Mengenalkan Perintah Mengerjakan Shalat Kepada Anak
Apabila seorang anak telah mencapai umur tujuh tahun, orangtua atau walinya hendaklah menyuruhnya melaksanakan salat, meskipun anak tersebut belum wajib melaksanakannya. Anak tersebut hendaknya memerhatikan serta melatih dirinya untuk menunaikan salat yang menjadi kewajibannya selaku seorang muslim. Dengan amalan tersebutlah, ia dan orangtuanya akan memperoleh pahala dari salatnya tersebut.

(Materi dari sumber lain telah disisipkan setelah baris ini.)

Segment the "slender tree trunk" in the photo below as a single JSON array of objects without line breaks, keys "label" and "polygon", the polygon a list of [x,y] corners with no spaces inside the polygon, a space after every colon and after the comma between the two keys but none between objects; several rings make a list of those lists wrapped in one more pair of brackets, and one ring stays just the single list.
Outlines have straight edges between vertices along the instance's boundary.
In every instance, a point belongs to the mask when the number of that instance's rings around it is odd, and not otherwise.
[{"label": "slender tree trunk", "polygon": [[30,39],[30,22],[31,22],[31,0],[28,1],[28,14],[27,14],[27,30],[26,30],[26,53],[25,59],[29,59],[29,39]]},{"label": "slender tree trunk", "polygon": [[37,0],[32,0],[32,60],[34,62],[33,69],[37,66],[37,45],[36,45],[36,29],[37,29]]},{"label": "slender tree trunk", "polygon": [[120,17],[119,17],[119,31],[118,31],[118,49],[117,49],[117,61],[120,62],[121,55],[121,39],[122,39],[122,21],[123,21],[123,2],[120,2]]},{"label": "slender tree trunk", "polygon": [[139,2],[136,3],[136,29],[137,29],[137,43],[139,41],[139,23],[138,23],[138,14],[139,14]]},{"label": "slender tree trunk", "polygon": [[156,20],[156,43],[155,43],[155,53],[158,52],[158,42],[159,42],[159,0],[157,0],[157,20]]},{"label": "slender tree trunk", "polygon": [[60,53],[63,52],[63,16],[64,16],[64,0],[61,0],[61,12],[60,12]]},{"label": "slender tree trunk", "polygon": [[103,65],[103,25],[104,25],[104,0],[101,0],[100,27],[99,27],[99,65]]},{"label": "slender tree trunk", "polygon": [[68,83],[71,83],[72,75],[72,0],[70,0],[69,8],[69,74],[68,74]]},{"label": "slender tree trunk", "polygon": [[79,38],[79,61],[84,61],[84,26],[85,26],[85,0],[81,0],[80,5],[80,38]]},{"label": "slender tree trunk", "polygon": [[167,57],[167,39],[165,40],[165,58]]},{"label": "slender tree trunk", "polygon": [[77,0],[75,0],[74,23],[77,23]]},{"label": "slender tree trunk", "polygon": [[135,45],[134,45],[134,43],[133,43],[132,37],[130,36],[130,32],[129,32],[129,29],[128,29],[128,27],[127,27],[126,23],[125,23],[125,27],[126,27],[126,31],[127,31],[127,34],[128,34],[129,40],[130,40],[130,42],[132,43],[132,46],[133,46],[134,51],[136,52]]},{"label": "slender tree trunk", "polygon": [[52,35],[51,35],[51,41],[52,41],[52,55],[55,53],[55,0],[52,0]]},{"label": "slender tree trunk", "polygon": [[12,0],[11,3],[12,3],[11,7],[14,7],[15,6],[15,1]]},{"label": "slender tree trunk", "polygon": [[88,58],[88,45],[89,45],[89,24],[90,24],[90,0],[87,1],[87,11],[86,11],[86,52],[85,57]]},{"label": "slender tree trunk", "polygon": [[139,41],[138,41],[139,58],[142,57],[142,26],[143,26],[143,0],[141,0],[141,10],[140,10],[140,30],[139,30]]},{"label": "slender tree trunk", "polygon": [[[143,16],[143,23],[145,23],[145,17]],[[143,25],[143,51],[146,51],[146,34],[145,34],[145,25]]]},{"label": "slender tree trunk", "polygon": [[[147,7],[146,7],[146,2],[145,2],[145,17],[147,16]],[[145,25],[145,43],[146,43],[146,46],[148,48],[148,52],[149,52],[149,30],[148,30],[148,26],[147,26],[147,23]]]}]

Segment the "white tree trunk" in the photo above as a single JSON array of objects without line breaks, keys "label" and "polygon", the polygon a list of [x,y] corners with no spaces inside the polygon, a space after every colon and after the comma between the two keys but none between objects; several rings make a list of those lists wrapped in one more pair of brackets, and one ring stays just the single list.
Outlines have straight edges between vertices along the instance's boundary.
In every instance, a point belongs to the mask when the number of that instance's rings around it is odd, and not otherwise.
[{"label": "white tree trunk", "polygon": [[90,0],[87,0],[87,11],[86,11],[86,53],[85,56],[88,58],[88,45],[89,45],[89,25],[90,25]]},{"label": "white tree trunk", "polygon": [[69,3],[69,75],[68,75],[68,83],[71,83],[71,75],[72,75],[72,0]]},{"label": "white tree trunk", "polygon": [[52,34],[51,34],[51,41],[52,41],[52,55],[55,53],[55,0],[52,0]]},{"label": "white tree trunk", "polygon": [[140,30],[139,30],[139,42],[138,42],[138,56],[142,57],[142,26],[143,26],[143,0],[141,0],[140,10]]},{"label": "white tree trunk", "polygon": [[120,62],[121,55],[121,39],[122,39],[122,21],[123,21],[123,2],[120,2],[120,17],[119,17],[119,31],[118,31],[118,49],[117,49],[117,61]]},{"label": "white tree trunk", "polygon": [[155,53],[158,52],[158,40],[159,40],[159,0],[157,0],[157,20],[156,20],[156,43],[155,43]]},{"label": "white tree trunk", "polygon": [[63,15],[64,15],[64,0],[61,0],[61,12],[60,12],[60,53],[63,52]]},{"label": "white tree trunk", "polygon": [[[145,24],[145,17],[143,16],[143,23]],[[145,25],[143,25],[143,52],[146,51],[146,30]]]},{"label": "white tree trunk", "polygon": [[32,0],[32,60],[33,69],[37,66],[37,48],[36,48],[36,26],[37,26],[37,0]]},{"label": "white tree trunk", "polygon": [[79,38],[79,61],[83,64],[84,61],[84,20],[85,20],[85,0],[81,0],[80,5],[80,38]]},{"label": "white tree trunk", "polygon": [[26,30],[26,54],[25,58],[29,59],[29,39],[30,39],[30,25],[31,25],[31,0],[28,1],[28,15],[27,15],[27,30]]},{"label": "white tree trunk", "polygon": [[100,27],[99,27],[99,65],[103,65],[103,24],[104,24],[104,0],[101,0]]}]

Hal ini sesuai dengan keumuman firman Allah SWT:
Barang siapa membawa amal yang baik maka baginya (pahala) sepuluh kali lipat amalnya. (Al-An’aam: 160).
Juga, berdasarkan sabda Rasulullah ketika datang seorang perempuan dan menyodorkan anaknya kepada Nabi sambil bertanya, apakah haji anak ini sah? Rasulullah Menjawab:
نَعَمْ، وَلَكِ أَجْرُ
Ya. Kamu juga memperoleh pahala.
Oleh karena itu, para orangtua seharusnya mendidik anak-anaknya tata cara salat serta bersuci sebagai syarat sah salat. Apabila seorang anak telah mencapai usia sepuluh tahun, wali atau orangtuanya memukulnya jika ia lalai dalam menunaikan salat.
Hal ini berdasarkan sabda Rasulullah
“Suruhlah anak-anak kalian untuk menunaikan salat ketika berusia tujuh tahun, dan pukullah mereka ketika berusia sepuluh tahun kalau mereka melalaikannya, serta pisahkanlah tempat tidur mereka.”(HR Ahmad, Abu Daud, Tirmidzi dan lainnya).
Perintah Mengerjakan Shalat & Larangan Mengakhirkannya
Tidak boleh mengakhirkan salat dari waktunya. Allah berfirman: Sesungguhnya shalat itu adalah fardhu yang ditentukan waktunya atas orang-orang yang beriman.. (An-Nisa:103)
Ayat tersebut menjelaskan bahwa salat dilaksanakan pada waktu-waktu tertentu dan tidak boleh mengakhirinya dari waktu tersebut kecuali bagi orang yang hendak menjamak (menggabungkan salat dengan salat sesudahnya). Hal ini dibolehkan dengan syarat salat tersebut tergolong salat yang boleh dijamak. Orang yang melakukannya termasuk orang- orang yang diperbolehkan untuk menjamak. Karena itu seorang muslim juga perlu mengetahui syarat shalat jamak.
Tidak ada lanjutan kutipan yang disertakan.